Last week’s long read from the New York Times about “oligarchs and populists” in Central and Eastern Europe milking EU farm subsidies for millions is still making waves.
It’s a convoluted story, but here’s how the authors sum it up:
…in former Soviet bloc countries, where the government owned lots of farmland, leaders like Hungary’s prime minister, Viktor Orban, have auctioned off land to political allies and family members. And the subsidies follow the land.
If I read the report correctly, it’s not alleging that any particular subsidy claim has been made fraudulently, but rather that access to farmland, and therefore, payments under the Common Agricultural Policy, enables a system of “patronage”.
That doesn’t sound good, but how different are the ex-Communist member states from the rest of the EU? One can certainly criticise CAP payments as “welfare for a farming elite”, but that’s an EU-wide phenomenon in which 80% of the subsidies go to the biggest 20% of claimants.
In England, half the country is owned by just 25,000 landowners. According to Guy Shrubsole, author of Who Owns England?, 30% is still in the hands of the “aristocracy and gentry”. Some of this would be land originally obtained in murky (indeed, murderous) circumstances — but given that it happened several centuries ago, the newspapers aren’t interested .
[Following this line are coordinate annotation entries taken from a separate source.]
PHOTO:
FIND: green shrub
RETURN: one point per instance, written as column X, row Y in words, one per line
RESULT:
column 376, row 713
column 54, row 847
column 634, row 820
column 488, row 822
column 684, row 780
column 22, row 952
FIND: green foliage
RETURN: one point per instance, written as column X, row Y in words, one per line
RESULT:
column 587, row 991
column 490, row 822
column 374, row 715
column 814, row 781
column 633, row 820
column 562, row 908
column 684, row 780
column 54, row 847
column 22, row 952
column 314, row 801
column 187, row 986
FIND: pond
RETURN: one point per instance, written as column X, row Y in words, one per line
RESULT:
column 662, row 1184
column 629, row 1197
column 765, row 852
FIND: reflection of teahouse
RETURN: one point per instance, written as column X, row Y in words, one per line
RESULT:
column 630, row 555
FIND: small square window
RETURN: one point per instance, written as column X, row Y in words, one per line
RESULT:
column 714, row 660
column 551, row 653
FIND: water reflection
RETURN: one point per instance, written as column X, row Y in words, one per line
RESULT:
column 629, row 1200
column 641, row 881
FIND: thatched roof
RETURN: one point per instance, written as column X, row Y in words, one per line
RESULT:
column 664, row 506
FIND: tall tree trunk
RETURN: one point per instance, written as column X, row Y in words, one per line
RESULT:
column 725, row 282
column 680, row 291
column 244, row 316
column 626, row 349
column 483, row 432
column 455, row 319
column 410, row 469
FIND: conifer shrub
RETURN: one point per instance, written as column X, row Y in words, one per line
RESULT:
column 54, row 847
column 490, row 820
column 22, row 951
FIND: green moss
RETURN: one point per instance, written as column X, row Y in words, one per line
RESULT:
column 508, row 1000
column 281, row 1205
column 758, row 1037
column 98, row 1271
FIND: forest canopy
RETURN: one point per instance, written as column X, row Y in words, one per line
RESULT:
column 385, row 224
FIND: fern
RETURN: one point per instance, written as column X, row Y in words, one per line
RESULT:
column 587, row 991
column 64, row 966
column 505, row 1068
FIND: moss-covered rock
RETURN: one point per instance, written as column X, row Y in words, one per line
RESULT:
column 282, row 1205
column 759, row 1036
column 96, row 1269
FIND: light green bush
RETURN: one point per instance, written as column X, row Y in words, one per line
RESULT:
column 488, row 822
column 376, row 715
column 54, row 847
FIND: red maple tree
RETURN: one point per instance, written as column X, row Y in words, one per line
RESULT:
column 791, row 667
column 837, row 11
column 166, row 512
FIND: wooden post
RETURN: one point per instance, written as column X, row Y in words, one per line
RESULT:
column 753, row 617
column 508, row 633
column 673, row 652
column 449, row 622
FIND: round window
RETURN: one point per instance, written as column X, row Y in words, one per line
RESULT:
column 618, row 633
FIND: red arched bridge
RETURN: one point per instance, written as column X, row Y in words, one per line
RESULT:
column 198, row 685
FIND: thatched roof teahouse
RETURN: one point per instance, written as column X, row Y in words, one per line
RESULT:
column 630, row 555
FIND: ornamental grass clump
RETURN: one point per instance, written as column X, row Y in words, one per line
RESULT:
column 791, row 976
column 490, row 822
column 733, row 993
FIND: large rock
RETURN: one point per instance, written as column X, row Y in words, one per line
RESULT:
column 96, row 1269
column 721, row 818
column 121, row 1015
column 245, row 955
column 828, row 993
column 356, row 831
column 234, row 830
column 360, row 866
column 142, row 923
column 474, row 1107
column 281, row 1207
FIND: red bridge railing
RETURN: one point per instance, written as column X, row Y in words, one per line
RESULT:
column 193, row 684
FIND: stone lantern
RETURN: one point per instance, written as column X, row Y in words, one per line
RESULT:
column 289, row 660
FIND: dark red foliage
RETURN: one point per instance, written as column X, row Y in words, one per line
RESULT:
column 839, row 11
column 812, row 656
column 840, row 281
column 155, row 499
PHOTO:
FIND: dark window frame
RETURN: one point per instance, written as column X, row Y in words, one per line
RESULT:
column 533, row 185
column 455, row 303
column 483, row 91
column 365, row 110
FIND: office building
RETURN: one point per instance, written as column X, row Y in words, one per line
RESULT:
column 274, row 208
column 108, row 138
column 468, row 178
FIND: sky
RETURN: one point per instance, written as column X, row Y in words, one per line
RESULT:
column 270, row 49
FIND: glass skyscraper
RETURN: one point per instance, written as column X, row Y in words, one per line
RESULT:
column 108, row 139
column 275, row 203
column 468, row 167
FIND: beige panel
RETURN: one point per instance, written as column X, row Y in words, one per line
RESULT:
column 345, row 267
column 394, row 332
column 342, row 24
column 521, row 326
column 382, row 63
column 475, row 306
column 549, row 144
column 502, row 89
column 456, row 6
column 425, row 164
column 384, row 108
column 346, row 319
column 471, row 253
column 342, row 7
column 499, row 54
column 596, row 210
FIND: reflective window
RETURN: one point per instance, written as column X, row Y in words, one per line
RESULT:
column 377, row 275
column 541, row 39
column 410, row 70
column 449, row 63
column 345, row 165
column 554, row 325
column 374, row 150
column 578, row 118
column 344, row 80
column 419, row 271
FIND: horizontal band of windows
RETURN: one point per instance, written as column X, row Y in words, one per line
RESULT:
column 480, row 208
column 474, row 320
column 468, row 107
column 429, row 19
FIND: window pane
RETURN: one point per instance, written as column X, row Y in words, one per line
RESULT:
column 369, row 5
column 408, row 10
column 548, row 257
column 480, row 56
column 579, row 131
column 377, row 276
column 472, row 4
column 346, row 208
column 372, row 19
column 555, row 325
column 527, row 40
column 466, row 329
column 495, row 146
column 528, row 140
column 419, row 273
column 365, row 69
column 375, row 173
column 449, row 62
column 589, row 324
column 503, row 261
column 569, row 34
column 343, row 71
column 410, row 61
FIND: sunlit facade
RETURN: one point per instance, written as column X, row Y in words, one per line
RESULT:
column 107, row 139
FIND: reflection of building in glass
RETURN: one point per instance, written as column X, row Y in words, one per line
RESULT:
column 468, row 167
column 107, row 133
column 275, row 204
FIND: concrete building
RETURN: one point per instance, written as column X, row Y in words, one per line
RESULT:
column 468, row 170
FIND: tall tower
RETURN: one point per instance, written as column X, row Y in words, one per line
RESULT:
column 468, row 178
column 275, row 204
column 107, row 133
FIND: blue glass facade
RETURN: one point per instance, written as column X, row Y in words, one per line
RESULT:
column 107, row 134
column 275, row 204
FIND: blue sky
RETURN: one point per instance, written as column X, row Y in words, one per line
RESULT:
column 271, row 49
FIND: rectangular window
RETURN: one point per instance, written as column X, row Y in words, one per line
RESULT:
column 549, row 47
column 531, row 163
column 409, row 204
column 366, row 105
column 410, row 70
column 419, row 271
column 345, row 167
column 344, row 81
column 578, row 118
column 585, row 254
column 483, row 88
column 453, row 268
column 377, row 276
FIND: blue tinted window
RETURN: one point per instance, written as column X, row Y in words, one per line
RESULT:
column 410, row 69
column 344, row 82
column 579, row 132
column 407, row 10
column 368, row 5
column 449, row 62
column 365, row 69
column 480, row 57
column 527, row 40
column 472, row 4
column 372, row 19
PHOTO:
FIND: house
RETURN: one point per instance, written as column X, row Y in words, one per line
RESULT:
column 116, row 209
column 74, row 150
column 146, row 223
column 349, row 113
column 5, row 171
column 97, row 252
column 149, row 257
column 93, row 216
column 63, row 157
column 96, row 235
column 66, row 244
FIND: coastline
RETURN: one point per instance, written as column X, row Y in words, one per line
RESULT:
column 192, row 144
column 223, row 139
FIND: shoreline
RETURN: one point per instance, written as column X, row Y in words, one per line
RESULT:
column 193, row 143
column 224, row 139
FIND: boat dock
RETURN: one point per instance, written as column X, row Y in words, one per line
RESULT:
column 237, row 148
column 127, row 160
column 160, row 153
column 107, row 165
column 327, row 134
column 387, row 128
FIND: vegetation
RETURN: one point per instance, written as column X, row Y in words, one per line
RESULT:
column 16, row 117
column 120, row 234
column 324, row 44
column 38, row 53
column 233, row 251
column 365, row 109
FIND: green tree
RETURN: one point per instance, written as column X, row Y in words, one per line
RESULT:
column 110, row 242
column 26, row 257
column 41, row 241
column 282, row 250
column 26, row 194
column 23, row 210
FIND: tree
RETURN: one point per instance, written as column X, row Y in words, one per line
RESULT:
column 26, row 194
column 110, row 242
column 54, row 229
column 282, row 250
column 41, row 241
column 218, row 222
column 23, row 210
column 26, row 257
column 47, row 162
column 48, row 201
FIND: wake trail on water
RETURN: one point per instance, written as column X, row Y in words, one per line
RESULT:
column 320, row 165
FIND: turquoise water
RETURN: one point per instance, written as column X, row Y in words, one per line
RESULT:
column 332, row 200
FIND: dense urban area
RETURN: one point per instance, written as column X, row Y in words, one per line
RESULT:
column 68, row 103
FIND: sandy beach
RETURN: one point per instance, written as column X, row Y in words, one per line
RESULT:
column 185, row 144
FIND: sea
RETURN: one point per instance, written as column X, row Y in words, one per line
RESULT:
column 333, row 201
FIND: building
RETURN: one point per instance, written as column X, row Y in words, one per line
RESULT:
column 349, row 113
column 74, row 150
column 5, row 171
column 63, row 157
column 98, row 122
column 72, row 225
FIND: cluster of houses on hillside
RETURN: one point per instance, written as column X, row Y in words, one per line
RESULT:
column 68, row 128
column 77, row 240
Today, owning farmland in the UK gets you access to farm subsidies and tax benefits. Plus there’s the possibility of a major windfall if planning permission is granted for development. No wonder we’ve seen investors pile in, at times pushing up farmland prices even faster than house prices
This contributes little to the common good and yet government allows well-connected individuals and corporations to profit handsomely from unproductive speculation. Isn’t this “patronage” too?